Выбрать главу

Под полом, в подземелье, варится, наверное, это адское варево — лютеол, который по мере надобности выпускают в сад.

Комната, превращенная в лазарет, находится на первом этаже. По соседству размещается спальня эсэсовцев, откуда по утрам и по вечерам доносятся зычные голоса. За другой стеной кухня, где стучат ножами и тарахтят кастрюлями. Третья стена (с двумя занавешенными окнами) выходит, надо думать, во двор. А за четвертой стеной — коридор.

По утрам из-за этой стены слышны топот сапог и торопливая дробь «стукалок». Заключенных проводят по одному в сад. Часа в три дня, иногда несколько позже, процессия движется по коридору в обратном направлении. «Стукалок» уже не слышно. «Мертвоголовые» протаскивают заключенных волоком.

Но где же кабинет профессора?..

Топографию дома Колесников выверял на слух. (В лазарете у него чрезвычайно обострился слух.)

Он лежал на спине, укрытый до подбородка одеялом, почти не открывая глаз. Только мозг бодрствовал, напряженно перерабатывая информацию, которую доставляли ему уши.

Постепенно Колесников научился распознавать обитателей дома по кашлю, смеху, манере сморкаться, открывать и закрывать двери, но прежде всего, конечно, по походке.

Больше всего интересовала его походка человека, который, почти не спускаясь вниз, жил на втором этаже, как раз над комнатой, приспособленной под лазарет. Шаги были очень легкие, едва слышные, задорно семенящие, иногда подпрыгивающие.

Наверх вела винтовая лестница, расположенная поблизости от лазарета. Хорошо было слышно, как по утрам ходят ходуном железные ступеньки и дробно позванивают стаканы и тарелки на подносе. Это относили наверх завтрак. После небольшого интервала по коридору прогоняли очередную жертву сада.

До трех часов дня все было тихо над головой. Колесников рисовал в своем воображении, как человек сутулится у окуляров перископа, поглощенный работой.

К концу дня винтовая лестница снова начинала ходить ходуном и дребезжала, позванивала посуда на подносе. Человек подкреплялся.

Пообедав, он отдыхал.

Тишина длилась часа полтора-два. Вечером потолок снова оживал. Вероятно, сосед Колесникова принадлежал к тому типу людей, которым лучше всего думается на ходу. Он принимался быстро ходить, почти бегать взад и вперед по своей комнате.

Паузы в его суматошной беготне были короткими. Наверное, он присаживался к столу только для того, чтобы записать мелькнувшую мысль или внести исправление в формулу. Потом, вскочив, возобновлял странную пробежку.

Иногда он проявлял раздражительность.
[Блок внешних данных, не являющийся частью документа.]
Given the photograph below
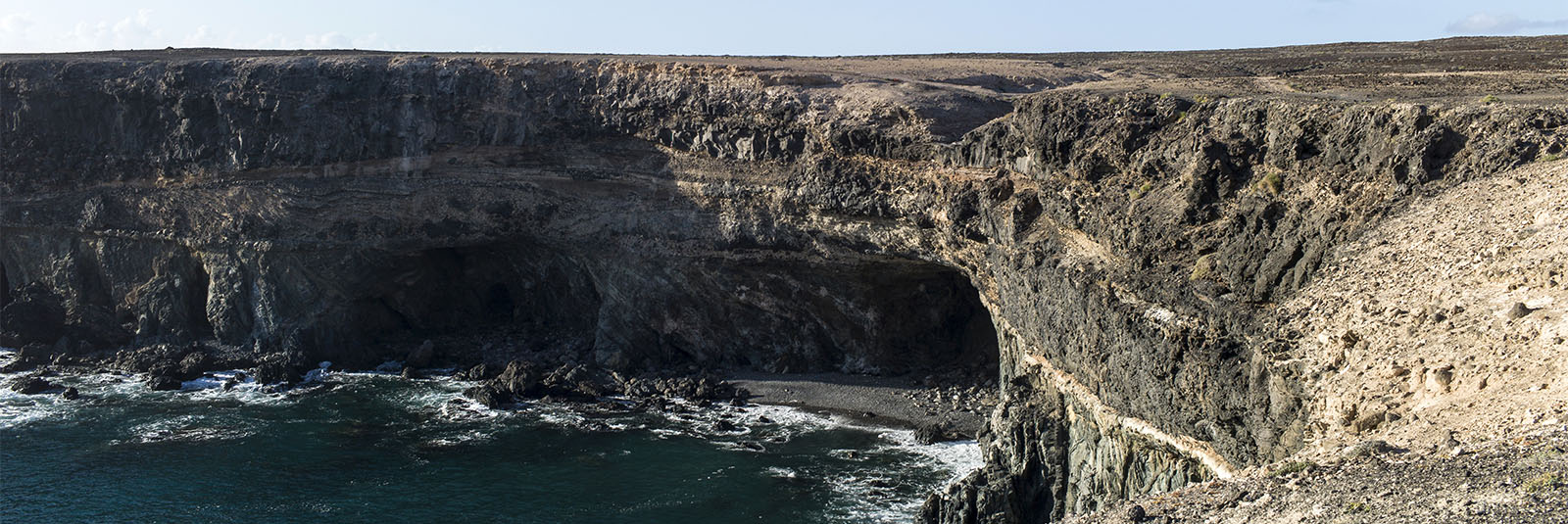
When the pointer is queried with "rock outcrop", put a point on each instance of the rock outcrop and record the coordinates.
(1113, 253)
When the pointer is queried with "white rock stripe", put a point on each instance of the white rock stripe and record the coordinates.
(1107, 416)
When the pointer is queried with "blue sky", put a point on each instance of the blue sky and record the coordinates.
(760, 27)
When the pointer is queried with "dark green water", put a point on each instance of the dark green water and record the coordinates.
(381, 449)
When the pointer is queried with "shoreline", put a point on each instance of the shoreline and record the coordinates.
(883, 401)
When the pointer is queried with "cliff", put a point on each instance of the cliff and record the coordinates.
(1110, 234)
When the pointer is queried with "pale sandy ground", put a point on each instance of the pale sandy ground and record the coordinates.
(885, 401)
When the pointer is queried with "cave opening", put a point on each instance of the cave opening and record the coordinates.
(869, 315)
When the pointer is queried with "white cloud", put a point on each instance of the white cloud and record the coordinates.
(133, 31)
(1501, 24)
(23, 31)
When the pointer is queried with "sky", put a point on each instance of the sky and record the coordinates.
(757, 27)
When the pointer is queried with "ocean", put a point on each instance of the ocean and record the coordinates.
(368, 448)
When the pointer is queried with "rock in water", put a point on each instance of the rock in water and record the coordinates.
(420, 357)
(165, 383)
(31, 385)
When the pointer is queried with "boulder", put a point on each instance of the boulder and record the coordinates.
(420, 357)
(31, 385)
(165, 383)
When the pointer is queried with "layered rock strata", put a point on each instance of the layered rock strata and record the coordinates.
(1112, 255)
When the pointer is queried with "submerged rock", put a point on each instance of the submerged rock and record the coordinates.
(165, 383)
(31, 385)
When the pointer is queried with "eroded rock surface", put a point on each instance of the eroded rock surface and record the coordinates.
(1110, 247)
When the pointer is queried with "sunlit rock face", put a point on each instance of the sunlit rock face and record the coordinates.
(1110, 256)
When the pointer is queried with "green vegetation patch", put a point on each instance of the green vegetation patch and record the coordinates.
(1293, 468)
(1544, 482)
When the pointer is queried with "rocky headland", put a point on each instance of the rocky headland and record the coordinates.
(1180, 271)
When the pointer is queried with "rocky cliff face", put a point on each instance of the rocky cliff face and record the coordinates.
(1113, 256)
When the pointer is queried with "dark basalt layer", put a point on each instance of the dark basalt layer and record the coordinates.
(650, 214)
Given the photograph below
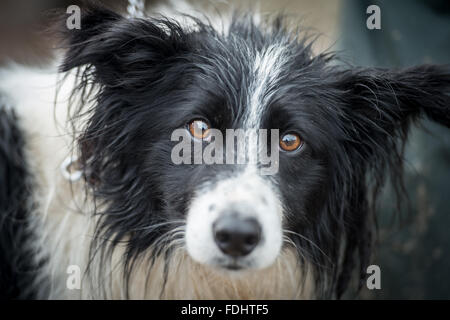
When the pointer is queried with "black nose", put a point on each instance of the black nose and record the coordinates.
(236, 236)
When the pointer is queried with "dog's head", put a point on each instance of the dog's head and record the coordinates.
(335, 127)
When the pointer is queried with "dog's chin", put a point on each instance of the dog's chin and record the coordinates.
(233, 267)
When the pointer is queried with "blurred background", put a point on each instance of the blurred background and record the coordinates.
(414, 255)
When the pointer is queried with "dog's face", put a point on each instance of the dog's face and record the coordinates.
(333, 127)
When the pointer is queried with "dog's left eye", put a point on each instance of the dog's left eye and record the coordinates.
(199, 129)
(291, 142)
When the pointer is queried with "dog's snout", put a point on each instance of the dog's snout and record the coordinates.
(236, 236)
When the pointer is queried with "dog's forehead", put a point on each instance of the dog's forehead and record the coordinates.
(247, 72)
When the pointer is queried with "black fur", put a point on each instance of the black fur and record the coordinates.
(17, 262)
(154, 77)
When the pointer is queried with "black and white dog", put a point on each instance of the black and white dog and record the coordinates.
(138, 225)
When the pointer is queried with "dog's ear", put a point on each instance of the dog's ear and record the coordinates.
(379, 104)
(116, 45)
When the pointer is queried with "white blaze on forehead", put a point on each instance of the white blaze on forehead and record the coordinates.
(266, 71)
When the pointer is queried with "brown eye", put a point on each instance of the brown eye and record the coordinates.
(199, 129)
(290, 142)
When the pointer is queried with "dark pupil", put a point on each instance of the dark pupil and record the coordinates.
(200, 126)
(289, 139)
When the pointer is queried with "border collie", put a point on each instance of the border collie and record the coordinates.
(137, 225)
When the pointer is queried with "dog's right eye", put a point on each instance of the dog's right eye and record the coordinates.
(199, 129)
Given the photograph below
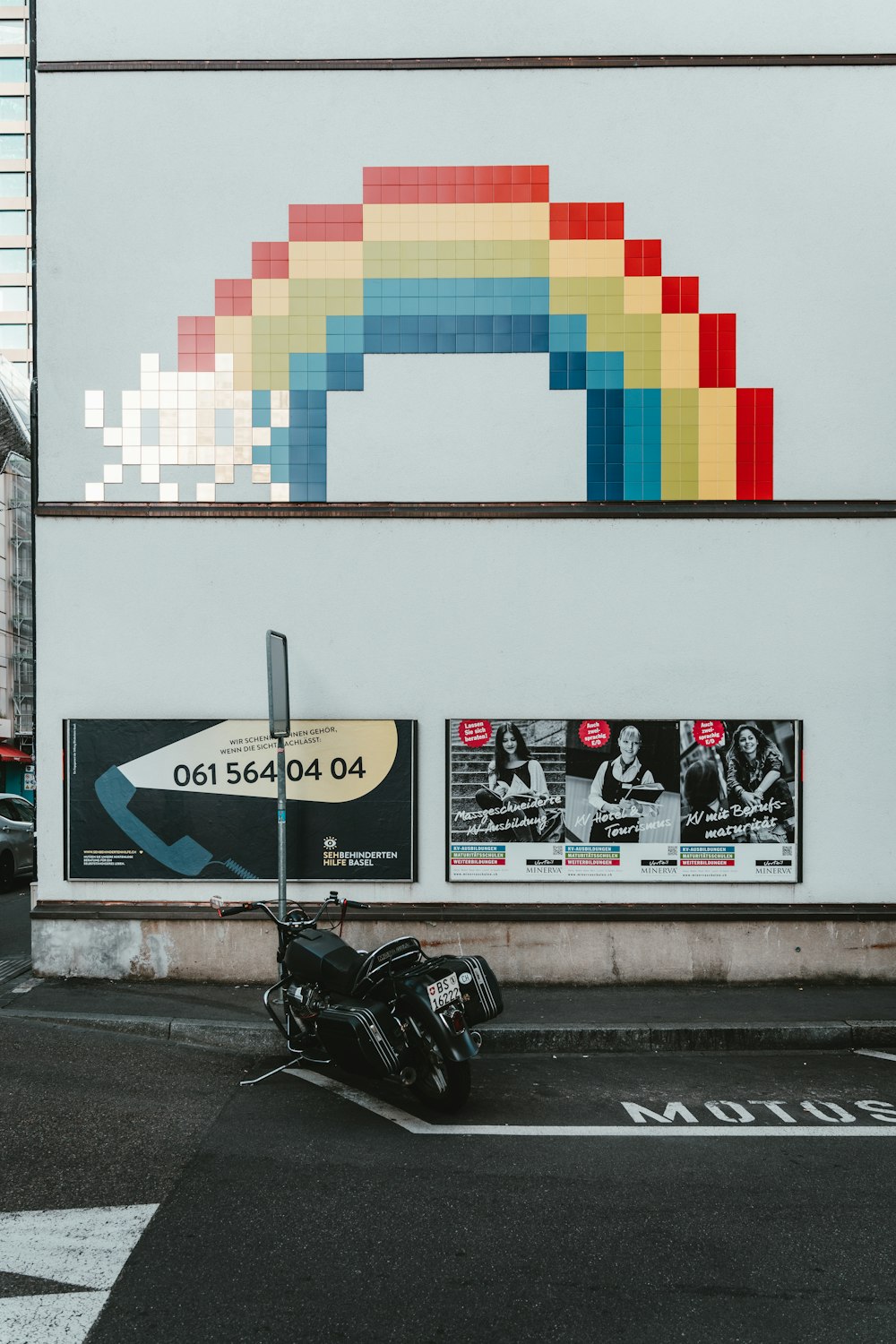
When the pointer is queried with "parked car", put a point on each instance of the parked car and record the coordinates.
(16, 838)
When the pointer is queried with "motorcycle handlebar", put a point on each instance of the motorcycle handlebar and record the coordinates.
(225, 910)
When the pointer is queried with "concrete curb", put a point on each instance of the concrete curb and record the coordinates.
(498, 1039)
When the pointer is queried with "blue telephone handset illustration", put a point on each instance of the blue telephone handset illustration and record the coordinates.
(185, 857)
Пол рассохся, одна из половиц скрипела. Наступив на нее, человек несколько секунд стоял неподвижно, затем, нервно притопнув, ускорял бег.

Надо думать, это и был профессор, штандартенфюрер СС, изобретатель лютеола.

Каков он на вид? Какое у него лицо?

А ведь недавно был случай увидеть профессора в лицо. Однако Колесников не рискнул это сделать.

В тот день он услышал лязг винтовой лестницы, потом шаги по коридору, быстро приближающиеся. Это шаги не Вилли, не Густава, не Альберта. Шаги — те!

Распахнулась дверь. Врач, который давал в это время Колесникову лекарство, поспешно встал с табурета. Однако профессор не вошел в комнату. Стоя на пороге, он пристально смотрел на Колесникова. Тот догадался об этом по сверлящей боли во лбу.

И все же не открыл глаз. Почему? Боялся «проговориться» глазами. Стоило, казалось ему, скреститься их взглядам, как профессор сразу понял бы, что Колесников не болен, а лишь притворяется.

Всю свою волю сосредоточил он на том, чтобы не выдать себя ни вздохом, ни жестом. «Я — камень! — мысленно повторял он. — Только камень, точильный камень!..»

От дверей доносился невнятный разговор. Врач, вероятно, докладывал о состоянии больного, а профессор прерывал его нетерпеливыми репликами.

Скрип двери. Легкие шаги просеменили по коридору. Лестница обиженно лязгнула несколько раз.

Ага! Изобретателю лютеола не терпится без «лучшего его точильного камня».

В любой момент Колесникова могут признать годным к продолжению эксперимента. Тогда пропало все. После пребывания в саду он бывает вконец вымотан, измучен, полумертв. Все силы души и тела уходят на борьбу с безумием, которое вьется и неистово пляшет среди роз и тюльпанов.

Значит, не медлить!

Не подвели бы только мускулы! Они растренированы. Правда, Колесников начал уже втайне заниматься гимнастикой. Лежа навзничь с закрытыми глазами, он сжимает под одеялом пальцы, напрягая и расслабляя мускулы рук и ног.